What not to say to someone who has chosen family estrangement

pexels timur weber 8559953

pexels timur weber 8559953

Family estrangement is often misunderstood and stigmatized, making many who choose it reluctant to share their experiences with others. When they can talk, they choose people who are safe and able to relate to them. Would you like to be one of these people? If so, consider the following guidelines.

Don’t focus on your beliefs

Avoid saying:

  • “But they are your family.”
  • “Family is everything.”
  • “You only have one father/mother/grandparent.”

The person who chose the estrangement does not need to hear your thoughts or feelings about the family. They have heard it before from others or from society, yet they are disconnected. Instead, consider being curious about their beliefs and situation.

He says:

  • “What are your beliefs about family?”
  • “This must have been a difficult decision.”
  • “You deserve relationships that make you feel safe and valuable.”

Don’t compare experiences

Avoid saying:

  • “Every family has problems.”
  • “My family has made mistakes too, but I still talk to them.”
  • “They never abused me/hurt me/oppressed me.”

In your attempt to connect, you may inadvertently compare your own experiences to theirs. But your family is not this person’s family, so any comparison doesn’t make sense. Even if they share your family, your experiences are not theirs. Even siblings close in age who grew up in the same family can have very different experiences, and both are true.

Instead, say:

  • “I believe you, even if my experience is different.”
  • “I trust you know what’s best for you.”
  • “It sounds like your family relationships are hurting.”

Avoid trying to repair

Avoid saying:

  • “You should try it Forgive they.”
  • “If they change, can you give them another chance?”
  • “You’ll feel better if you reach out.”
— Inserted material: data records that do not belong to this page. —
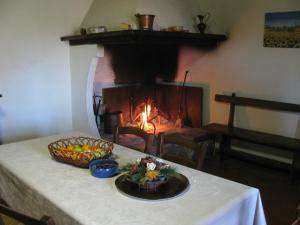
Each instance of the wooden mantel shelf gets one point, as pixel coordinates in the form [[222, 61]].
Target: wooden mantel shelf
[[146, 37]]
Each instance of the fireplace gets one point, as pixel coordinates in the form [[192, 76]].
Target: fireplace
[[156, 108]]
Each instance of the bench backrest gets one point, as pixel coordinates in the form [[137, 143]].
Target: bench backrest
[[257, 103]]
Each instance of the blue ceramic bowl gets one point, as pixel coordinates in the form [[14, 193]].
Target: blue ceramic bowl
[[103, 168]]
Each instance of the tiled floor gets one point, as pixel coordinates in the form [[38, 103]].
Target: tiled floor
[[279, 197]]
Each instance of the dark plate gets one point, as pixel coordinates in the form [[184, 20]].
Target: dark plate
[[176, 184]]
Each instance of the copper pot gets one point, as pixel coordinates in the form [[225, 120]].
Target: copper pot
[[145, 21]]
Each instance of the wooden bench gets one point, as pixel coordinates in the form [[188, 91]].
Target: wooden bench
[[229, 131]]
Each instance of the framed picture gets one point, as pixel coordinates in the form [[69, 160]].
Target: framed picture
[[282, 30]]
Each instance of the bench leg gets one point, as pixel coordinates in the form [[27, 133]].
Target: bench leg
[[225, 145], [294, 167]]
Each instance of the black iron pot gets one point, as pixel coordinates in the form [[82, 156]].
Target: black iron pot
[[111, 120]]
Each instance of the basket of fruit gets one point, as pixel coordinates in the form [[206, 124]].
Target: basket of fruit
[[80, 151]]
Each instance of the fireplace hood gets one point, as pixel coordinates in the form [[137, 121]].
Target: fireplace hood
[[131, 37], [143, 56]]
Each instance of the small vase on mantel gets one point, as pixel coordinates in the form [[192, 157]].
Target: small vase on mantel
[[202, 22]]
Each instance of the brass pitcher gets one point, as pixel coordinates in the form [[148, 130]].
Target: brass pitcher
[[145, 21], [203, 20]]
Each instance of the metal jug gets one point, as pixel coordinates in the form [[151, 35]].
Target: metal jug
[[145, 21]]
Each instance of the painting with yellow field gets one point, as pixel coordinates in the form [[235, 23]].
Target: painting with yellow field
[[282, 30]]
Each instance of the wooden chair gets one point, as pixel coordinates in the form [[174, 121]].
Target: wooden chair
[[136, 132], [12, 217], [297, 220], [198, 149]]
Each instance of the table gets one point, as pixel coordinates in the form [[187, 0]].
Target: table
[[31, 182]]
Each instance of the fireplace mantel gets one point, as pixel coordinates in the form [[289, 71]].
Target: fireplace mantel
[[133, 37]]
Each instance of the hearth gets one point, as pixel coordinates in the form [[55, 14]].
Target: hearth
[[156, 108]]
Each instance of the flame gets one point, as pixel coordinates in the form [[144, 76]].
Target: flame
[[145, 116]]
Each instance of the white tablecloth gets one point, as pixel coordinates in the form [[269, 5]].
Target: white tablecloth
[[31, 182]]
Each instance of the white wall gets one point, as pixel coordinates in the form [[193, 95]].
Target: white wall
[[244, 66], [83, 63], [34, 66], [112, 13]]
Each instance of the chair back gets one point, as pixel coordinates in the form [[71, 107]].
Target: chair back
[[198, 149], [10, 216], [297, 220], [133, 131]]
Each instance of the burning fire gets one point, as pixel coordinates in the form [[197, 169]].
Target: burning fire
[[145, 116]]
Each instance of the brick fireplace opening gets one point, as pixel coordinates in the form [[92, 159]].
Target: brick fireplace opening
[[156, 108]]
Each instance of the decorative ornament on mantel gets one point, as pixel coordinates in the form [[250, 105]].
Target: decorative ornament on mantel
[[202, 22]]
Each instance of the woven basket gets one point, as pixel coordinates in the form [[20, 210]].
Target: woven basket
[[84, 163]]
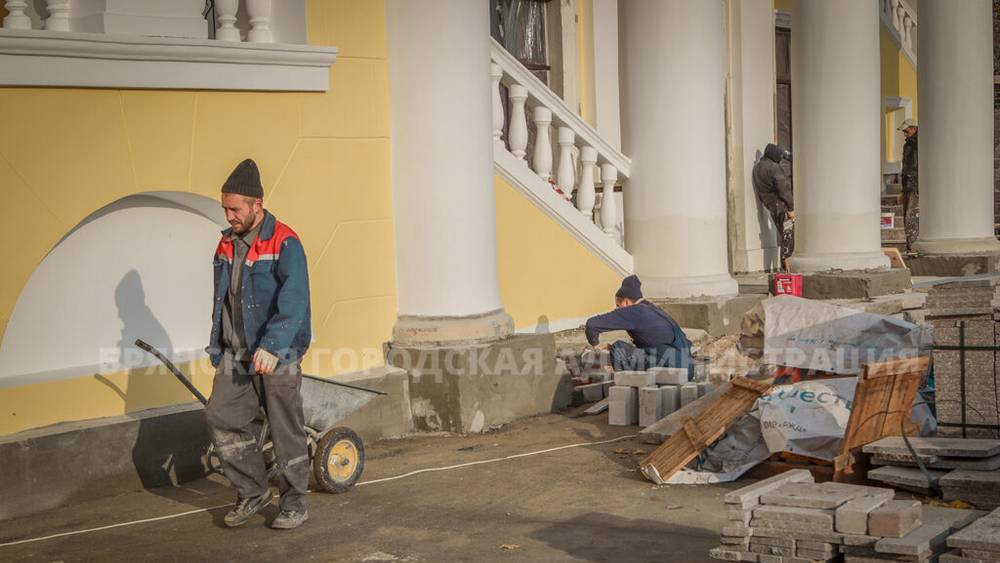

Just as comparisons are ineffective, so is unsolicited advice. You can encourage them to take action with the intention of helping. But this is rarely productive and it shows when you simply tell them what to do. Remember: Their situation is different from yours, and what you think will work for you or what might work for you may not work for them.

Instead, say:

  • “Do you want or need my input?”
  • “Healing may look different for everyone. What do you need to heal?”
  • “How can I support you now?”

Don’t blame them

Avoid saying:

  • “You’ll wish you had another chance when they die.”
  • “How can you do that to your family?”
  • “They need you.”

Feeling guilty rarely causes someone to permanently change their thoughts, feelings, or actions, but it can cause emotional damage. Those who use Guilt or He is afraid Against others they are not safe people, and they should avoid discussing family estrangement.

Instead, say:

  • “I’m here if you want to talk about it.”
  • “I trust that you are making choices that keep you safe.”
  • “i believe you.”

Family estrangement is not a topic that everyone can safely discuss. The best way to support someone who has chosen them is not by fixing, comparing, guilting, or fixating on your beliefs, but by listening without an agenda. When you offer acceptance instead of advice, and curiosity instead of criticism, you become the safe person they can talk to.